Refraction and Lenses Legacy Problem #26 Guided Solution

In this question we're told that a virtual image is being created and it's a distance of 33.8 cm from the lens. This gives me information about DI or D-image. I say D-image equal negative 33.8 cm. The negative is the characteristic of a virtual image. Virtual images have negative image distances. This is true when the object distance is located 18.5 cm from the lens. So D-object is 18.5 cm. They ask me what the focal length of the lens is and what kind of lens it is. So to find the focal length I simply use the lens equation. The hard work has been done. I've determined the DI value, which is negative, and the DO value. So I say 1 over F is equal to 1 over 18.5 plus 1 over the negative 33.8. I evaluate the right side of the equation. It comes out to be 0.024468. I take the reciprocal of that and it gives me the focal length. The focal length is 40.8693 cm. I can round that to three significant digits, 40.9 cm.
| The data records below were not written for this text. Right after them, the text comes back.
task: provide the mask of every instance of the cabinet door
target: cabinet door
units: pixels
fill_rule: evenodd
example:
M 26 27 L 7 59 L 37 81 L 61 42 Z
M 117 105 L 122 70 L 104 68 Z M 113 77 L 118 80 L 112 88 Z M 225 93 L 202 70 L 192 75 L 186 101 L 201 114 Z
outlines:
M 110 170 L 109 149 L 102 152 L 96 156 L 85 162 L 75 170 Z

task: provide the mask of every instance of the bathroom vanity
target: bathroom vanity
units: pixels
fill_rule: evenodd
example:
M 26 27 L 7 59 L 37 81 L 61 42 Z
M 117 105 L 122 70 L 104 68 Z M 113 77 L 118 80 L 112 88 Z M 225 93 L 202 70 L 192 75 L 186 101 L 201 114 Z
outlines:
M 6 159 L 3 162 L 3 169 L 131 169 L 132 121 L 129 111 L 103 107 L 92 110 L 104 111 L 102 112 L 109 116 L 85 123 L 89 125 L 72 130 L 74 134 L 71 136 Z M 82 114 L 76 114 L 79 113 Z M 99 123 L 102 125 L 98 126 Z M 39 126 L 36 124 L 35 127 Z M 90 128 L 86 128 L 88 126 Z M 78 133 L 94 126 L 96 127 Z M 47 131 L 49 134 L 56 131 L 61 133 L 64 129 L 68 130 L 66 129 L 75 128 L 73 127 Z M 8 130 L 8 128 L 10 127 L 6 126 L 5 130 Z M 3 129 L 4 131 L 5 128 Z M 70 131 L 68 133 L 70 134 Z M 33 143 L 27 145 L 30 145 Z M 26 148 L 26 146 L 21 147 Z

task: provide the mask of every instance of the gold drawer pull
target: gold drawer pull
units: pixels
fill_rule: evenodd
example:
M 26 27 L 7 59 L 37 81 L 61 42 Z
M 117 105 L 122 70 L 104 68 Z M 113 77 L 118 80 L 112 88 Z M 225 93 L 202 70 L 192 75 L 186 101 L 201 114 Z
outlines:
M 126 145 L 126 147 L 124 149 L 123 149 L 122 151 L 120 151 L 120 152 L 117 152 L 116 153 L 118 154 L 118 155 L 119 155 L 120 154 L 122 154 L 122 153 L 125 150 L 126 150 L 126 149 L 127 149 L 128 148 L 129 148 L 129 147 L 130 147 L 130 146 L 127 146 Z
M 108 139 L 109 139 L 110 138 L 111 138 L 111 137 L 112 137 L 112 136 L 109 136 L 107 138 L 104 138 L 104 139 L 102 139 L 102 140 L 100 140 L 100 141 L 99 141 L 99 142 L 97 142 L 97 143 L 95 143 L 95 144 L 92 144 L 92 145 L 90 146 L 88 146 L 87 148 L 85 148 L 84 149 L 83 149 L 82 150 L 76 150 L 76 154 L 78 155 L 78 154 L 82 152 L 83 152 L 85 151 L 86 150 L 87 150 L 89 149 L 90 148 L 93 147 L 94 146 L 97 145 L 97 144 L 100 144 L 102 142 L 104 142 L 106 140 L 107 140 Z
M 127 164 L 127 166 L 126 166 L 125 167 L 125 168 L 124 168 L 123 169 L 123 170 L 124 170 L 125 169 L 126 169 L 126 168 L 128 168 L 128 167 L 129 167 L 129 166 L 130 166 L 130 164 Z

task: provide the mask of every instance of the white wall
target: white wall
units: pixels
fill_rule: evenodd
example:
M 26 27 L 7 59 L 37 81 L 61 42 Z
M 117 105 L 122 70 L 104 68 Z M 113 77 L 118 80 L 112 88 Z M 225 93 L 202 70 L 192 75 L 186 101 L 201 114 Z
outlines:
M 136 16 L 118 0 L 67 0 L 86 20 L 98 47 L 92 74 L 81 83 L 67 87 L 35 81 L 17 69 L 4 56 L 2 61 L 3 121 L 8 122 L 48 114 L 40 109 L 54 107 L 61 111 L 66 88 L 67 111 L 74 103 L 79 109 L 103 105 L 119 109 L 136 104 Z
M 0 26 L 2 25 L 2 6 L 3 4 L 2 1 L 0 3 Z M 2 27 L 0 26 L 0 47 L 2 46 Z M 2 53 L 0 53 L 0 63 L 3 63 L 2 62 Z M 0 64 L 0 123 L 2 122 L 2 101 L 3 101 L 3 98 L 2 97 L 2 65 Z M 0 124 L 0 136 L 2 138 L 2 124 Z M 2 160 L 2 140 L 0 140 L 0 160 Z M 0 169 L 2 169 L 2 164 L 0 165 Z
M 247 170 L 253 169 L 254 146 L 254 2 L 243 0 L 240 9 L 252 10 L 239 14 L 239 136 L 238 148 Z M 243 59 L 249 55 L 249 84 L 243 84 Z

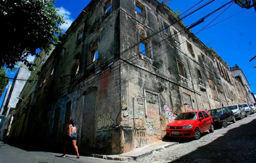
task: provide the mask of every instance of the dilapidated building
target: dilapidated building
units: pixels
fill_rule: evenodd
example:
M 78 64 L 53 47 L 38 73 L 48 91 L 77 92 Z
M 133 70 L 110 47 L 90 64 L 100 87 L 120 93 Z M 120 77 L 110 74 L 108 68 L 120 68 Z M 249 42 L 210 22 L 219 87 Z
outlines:
M 92 0 L 42 67 L 26 137 L 59 145 L 73 119 L 81 150 L 123 153 L 161 140 L 182 112 L 249 102 L 227 64 L 170 10 Z

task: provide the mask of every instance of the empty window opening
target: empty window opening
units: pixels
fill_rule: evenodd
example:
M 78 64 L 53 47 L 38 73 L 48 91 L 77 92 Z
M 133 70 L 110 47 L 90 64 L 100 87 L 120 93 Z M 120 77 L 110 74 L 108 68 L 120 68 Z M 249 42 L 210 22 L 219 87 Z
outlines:
M 163 22 L 163 28 L 165 28 L 163 30 L 163 32 L 164 32 L 165 33 L 169 35 L 170 31 L 169 31 L 169 26 L 166 22 L 164 21 Z
M 178 61 L 178 67 L 179 67 L 179 74 L 184 77 L 186 77 L 186 72 L 185 71 L 184 65 L 180 61 Z
M 141 15 L 145 16 L 145 13 L 144 13 L 144 6 L 142 4 L 138 2 L 136 2 L 135 8 L 137 13 L 139 13 Z
M 194 54 L 194 52 L 193 51 L 193 48 L 192 48 L 192 45 L 188 42 L 187 42 L 187 45 L 188 51 L 192 54 Z
M 92 48 L 90 51 L 90 63 L 91 63 L 98 59 L 99 51 L 98 46 Z
M 84 26 L 81 27 L 77 30 L 77 34 L 76 37 L 76 40 L 78 40 L 83 37 Z
M 66 48 L 63 48 L 62 49 L 62 51 L 61 51 L 61 56 L 64 56 L 66 53 Z
M 173 35 L 174 35 L 174 39 L 175 41 L 180 44 L 180 39 L 179 38 L 178 32 L 174 29 L 173 29 Z
M 200 79 L 202 79 L 202 75 L 201 74 L 201 72 L 199 69 L 197 70 L 197 75 L 198 76 L 198 78 Z
M 211 79 L 209 79 L 209 84 L 210 85 L 210 86 L 213 87 L 214 87 L 214 86 L 213 85 L 213 81 Z
M 109 12 L 111 9 L 111 1 L 109 0 L 105 3 L 104 6 L 104 13 L 106 13 Z
M 206 59 L 205 59 L 205 56 L 204 54 L 201 53 L 201 56 L 202 56 L 202 58 L 203 59 L 203 62 L 206 62 Z
M 141 42 L 140 43 L 140 53 L 150 57 L 150 52 L 149 51 L 149 44 L 146 40 L 143 40 L 142 38 L 140 39 Z

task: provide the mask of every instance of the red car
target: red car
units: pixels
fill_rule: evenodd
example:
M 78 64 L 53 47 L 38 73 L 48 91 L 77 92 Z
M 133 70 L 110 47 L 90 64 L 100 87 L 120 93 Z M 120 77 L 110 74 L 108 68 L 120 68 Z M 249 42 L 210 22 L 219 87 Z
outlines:
M 166 127 L 166 135 L 173 137 L 193 137 L 199 139 L 201 133 L 214 131 L 212 118 L 203 111 L 181 113 Z

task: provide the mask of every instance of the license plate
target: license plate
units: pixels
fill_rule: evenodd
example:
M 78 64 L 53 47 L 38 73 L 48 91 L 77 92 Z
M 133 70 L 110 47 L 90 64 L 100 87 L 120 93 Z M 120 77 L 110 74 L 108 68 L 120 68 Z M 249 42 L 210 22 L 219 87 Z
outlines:
M 172 131 L 172 134 L 173 135 L 179 135 L 180 132 L 178 131 Z

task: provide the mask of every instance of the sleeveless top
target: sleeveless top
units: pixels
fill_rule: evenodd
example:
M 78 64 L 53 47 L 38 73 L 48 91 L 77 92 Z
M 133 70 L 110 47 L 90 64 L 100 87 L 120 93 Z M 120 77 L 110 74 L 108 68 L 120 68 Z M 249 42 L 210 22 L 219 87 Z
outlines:
M 71 126 L 71 134 L 74 133 L 75 134 L 76 134 L 76 128 L 75 127 L 75 126 L 74 127 L 73 127 L 73 126 Z M 69 130 L 68 130 L 68 134 L 69 134 Z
The fact that the focal length came out to be positive is an indicator to me that this lens must be a converging lens. I also know that it must be a converging lens because diverging lenses, when they produce virtual images, which they always do, always produce them with an image distance that is less than the object distance. And here in this case the image distance is greater than the object distance. So that's another reason I know this must be a converging lens.